The university cost $20K for 4 years and I did dozens of courses that actually were really good, and some not.
Finally, my program's goal was to get you into a top PhD program, and I did that path but withdrew for Facebook and they were disappointed in me.
So it's a completely different thing.
My department chair though was doing sell presentation that sounded an awful lot like Codemsith about how for 80 years they have produced engineers capable of solving the world's hardest problems and are leaders because of their ability to bridge communication gaps and execute in solutions
Someone calling that happens in 12 weeks though is very different than a program that was literally 10 times longer.
u/MKing150 wrote (the comment Michael replied to):
12 weeks + whatever amount of time a student spent learning the material before attending, since Codesmith doesn't accept complete beginners. On top of that, the 12 weeks entails 12-hour sessions, 6 days a week. Where as at a University, maybe your data structures class is twice
u/michaelnovatireplied·★ FEATURED
My university was 25 hours a week classroom time and 40 of homework/projects but 3 semesters a year and summers were off to do research or internships.

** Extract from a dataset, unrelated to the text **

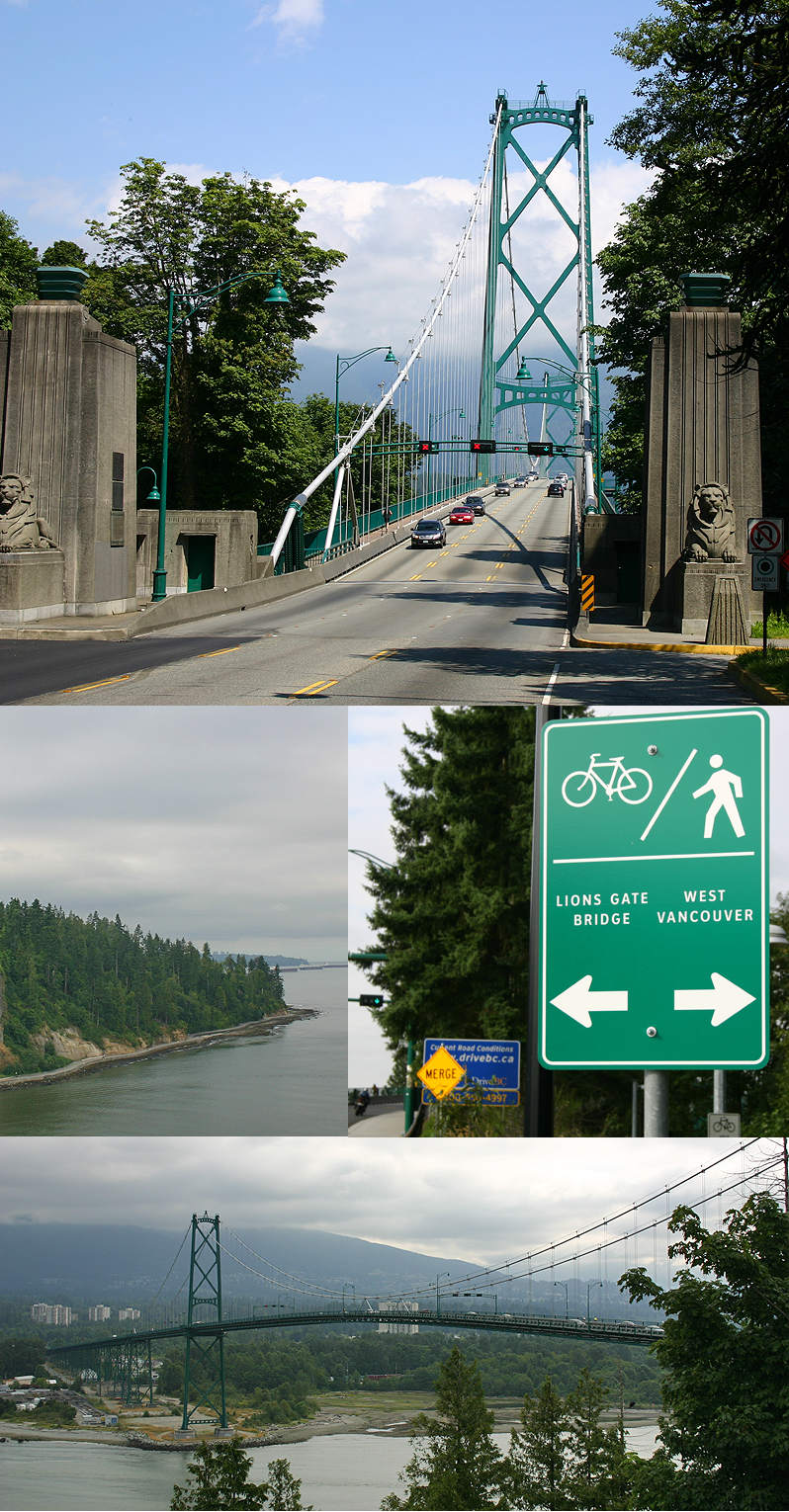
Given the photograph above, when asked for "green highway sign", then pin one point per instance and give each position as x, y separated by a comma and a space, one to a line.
654, 890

I was commuting from home an hour a day each way, no remote classes, no recordings, and it was absolutely draining. I woke up at 5am and went to bed at 10pm, I worked all weekend, people thought I had problems haha and I didn't have any friends or do any hobbies. I read school stuff on the elliptical everyday for an hour, and I did scorekeeping for hockey on Sunday nights where I did homework in the box while doing it.

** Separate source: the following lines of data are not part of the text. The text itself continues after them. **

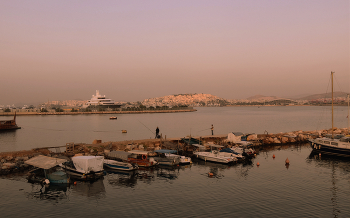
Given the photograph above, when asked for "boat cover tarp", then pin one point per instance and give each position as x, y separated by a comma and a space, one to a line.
44, 162
215, 146
119, 154
86, 164
191, 141
228, 150
166, 151
138, 152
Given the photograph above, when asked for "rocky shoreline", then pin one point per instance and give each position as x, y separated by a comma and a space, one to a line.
13, 162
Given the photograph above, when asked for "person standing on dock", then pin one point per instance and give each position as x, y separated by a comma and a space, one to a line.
157, 132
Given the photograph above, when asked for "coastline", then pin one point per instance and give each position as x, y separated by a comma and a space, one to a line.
93, 112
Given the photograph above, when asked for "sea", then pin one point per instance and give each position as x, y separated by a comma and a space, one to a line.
310, 186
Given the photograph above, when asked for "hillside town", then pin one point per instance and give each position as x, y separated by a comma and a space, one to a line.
177, 101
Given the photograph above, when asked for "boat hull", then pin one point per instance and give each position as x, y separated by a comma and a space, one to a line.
206, 156
74, 174
330, 150
116, 165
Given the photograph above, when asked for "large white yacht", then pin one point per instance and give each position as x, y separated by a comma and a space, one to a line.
101, 101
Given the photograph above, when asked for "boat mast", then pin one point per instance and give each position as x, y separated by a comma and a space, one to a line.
348, 116
332, 105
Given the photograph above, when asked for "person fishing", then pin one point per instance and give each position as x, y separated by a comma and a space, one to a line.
157, 133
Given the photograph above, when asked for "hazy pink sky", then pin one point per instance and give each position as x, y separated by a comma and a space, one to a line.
132, 50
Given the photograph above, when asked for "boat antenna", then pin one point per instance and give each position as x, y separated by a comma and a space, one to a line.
147, 127
332, 105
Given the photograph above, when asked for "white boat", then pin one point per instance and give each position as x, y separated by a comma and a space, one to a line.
331, 146
182, 159
118, 165
46, 168
216, 156
101, 101
84, 167
118, 161
165, 160
141, 158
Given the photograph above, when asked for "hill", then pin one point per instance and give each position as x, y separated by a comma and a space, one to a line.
325, 95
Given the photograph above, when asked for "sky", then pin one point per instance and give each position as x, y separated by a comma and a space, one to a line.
133, 50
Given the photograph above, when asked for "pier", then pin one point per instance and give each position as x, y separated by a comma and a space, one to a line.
12, 162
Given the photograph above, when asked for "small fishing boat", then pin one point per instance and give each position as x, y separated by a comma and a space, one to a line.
234, 153
141, 158
47, 170
172, 154
331, 146
118, 161
84, 167
9, 124
216, 156
165, 160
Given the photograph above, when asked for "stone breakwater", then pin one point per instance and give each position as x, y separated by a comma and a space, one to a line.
13, 162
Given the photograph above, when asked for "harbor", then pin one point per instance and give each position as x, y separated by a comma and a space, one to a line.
261, 182
13, 162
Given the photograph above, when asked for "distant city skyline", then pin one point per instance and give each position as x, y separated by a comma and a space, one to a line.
131, 51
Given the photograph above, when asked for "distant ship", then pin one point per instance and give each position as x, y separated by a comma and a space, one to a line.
101, 101
9, 124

But other programs are way less intense and way more expensive so this is an exception case.... in the same way that Codemsith is a special program for special people and not something that anyone can just sign up for and make $100K
u/MKing150 wrote (the comment Michael replied to):
>Codemsith is a special program for special people and not something that anyone can just sign up for and make $100K
Hence its filtering process. Also, you can say the exact same thing about universities. They're not for everyone, and not everyone gets accepted to one.
For som
u/michaelnovatireplied·★ FEATURED
That's exactly why I used to, until the recent changes (which is paused until they settle), recommend specific people go there 1-1 if they are suited to it.
Just because I'm critical about a few things, doesn't mean it's not good for the right people.
But the market sucks for bootcamp grads right now. The most perfect person for Codesmith went there after college didn't work for them and is a totally fantastic person, has really struggled to get a job, even with exaggerating experience.